(Jan. 3 2020) – This quick video explains how you configure Kubernetes pods to control Kubernetes itself with raw API calls.
Most users interact with Kubernetes using kubectl. kubectl itself is a sophisticated wrapper for “curl” and communicates with a Kubernetes cluster’s API server. Using the -v flag followed by a number tells kubectl to show the exact call being made to the API server.
Using the -v flag shows information like:
- The method used in the call
- The URL endpoint for the intended resource
- Any headers passed with the request
- Any data being sent in the request in the body
In this video, we’ve illustrated a PATCH request. An example scenario for a script like this would be to have a pod update something about itself or even change the number of replicas like we did with 1 way autoscaling, provided the appropriate RBAC permissions have been assigned to the Pod’s Service Account.
Users can construct scripts using this information that allow containers within each pod to send a request to the cluster API server without installing the kubectl client. Command line tools like wget or curl are widely available to most containers running in Kubernetes pods. These scripts also have access to other information about the pod, like the service account and/or certificates, which are used to authenticate requests.

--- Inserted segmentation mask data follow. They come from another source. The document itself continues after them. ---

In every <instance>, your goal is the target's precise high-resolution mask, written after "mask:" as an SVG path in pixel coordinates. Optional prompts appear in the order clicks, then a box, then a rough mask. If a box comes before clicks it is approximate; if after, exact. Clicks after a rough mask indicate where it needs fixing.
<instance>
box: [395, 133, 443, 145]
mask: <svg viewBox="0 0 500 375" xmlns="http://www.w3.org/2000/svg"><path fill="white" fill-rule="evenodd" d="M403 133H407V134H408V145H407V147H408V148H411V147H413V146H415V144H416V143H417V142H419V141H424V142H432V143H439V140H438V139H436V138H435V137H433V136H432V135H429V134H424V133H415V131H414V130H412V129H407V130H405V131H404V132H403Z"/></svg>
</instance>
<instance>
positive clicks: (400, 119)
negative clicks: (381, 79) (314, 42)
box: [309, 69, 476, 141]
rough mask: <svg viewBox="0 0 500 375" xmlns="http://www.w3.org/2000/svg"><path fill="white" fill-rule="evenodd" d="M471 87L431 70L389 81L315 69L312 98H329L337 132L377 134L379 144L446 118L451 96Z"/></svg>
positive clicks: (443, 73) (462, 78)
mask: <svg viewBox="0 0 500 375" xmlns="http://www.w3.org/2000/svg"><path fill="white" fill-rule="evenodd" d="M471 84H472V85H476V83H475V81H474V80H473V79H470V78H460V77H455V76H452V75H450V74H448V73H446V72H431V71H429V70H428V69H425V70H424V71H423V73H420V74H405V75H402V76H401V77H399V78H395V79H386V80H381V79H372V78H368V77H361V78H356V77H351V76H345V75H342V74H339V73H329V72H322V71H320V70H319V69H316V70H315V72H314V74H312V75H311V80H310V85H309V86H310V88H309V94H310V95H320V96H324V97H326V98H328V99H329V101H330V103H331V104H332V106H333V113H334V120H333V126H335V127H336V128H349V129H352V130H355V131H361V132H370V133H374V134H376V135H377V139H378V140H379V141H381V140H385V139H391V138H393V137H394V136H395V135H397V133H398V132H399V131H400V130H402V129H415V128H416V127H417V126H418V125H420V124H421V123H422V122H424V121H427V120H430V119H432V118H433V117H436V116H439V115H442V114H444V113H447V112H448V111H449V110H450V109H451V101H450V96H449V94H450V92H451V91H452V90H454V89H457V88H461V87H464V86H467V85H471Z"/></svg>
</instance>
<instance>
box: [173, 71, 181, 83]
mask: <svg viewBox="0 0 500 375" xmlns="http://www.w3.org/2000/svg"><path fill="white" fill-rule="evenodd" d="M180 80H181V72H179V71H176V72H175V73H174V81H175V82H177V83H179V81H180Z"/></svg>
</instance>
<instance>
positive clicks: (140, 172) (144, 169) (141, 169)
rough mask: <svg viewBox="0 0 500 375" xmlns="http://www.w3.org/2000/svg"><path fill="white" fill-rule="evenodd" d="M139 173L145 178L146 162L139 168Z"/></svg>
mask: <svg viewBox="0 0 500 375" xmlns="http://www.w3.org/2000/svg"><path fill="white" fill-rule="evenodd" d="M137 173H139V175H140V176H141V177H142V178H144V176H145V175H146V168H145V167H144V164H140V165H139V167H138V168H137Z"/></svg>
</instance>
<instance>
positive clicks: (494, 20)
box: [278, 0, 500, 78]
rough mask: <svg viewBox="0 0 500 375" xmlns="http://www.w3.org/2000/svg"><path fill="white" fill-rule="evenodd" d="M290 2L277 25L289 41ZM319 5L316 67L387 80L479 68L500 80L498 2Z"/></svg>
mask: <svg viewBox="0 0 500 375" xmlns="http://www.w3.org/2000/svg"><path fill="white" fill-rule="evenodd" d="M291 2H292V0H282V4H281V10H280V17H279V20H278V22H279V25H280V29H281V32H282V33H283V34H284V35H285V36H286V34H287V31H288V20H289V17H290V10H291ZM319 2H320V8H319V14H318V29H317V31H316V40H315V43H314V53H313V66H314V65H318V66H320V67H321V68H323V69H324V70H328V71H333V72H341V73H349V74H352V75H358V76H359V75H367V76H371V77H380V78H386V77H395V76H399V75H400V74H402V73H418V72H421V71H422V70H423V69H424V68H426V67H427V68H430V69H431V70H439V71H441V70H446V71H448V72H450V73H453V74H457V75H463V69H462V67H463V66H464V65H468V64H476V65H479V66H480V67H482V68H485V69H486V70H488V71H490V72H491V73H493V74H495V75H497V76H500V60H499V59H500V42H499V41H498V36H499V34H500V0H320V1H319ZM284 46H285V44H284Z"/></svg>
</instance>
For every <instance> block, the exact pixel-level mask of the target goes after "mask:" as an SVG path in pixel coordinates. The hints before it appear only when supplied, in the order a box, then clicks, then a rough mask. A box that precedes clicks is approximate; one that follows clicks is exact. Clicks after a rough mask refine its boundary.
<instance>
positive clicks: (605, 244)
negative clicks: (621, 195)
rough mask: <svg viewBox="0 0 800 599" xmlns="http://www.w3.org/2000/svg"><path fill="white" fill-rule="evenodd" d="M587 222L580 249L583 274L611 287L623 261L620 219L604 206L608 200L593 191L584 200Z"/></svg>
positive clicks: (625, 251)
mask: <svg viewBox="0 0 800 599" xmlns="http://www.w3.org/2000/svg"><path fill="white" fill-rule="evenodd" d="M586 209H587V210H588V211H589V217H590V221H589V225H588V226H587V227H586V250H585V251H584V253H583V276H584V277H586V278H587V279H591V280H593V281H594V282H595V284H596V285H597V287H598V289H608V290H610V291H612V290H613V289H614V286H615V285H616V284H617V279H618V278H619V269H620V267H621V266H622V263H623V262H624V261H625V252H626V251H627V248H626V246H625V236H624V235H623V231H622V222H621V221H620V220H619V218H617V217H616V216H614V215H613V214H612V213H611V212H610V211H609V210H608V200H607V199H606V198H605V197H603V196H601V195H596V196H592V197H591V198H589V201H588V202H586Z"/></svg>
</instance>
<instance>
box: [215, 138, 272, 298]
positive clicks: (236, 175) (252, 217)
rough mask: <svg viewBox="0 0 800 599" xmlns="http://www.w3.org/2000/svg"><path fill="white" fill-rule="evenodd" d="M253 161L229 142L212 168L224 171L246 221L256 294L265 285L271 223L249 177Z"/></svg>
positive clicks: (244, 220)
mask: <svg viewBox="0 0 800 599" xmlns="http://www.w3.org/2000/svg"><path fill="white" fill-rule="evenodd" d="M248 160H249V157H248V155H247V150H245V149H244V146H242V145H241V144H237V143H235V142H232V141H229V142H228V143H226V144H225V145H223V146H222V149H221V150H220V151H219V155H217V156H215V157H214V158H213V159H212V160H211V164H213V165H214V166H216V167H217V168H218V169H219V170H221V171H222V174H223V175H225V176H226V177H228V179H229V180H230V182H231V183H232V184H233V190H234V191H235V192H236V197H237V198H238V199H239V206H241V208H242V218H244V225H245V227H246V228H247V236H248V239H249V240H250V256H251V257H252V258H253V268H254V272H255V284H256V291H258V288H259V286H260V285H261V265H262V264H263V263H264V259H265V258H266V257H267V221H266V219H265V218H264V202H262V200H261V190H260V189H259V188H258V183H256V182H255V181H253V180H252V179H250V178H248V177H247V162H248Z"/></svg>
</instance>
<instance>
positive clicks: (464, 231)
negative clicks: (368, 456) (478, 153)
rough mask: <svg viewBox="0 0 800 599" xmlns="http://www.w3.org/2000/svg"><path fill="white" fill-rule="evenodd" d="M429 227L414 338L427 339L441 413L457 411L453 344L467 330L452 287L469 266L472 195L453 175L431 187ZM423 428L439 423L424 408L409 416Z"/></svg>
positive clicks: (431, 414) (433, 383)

Once the script is developed, users must mount the script to each container in a pod that wants to use it. This can be done at container build time or more dynamically during Kubernetes deployment. We show that scripts like patchme.sh can be loaded to a cluster as a configMap. The configMap is then mounted to one or more containers in a pod as a volume. This makes the script available to any container with a mounted configMap.
Whether called by an initContainer or a Container Lifecycle hook, containers inside the pod can now execute the script and control Kubernetes!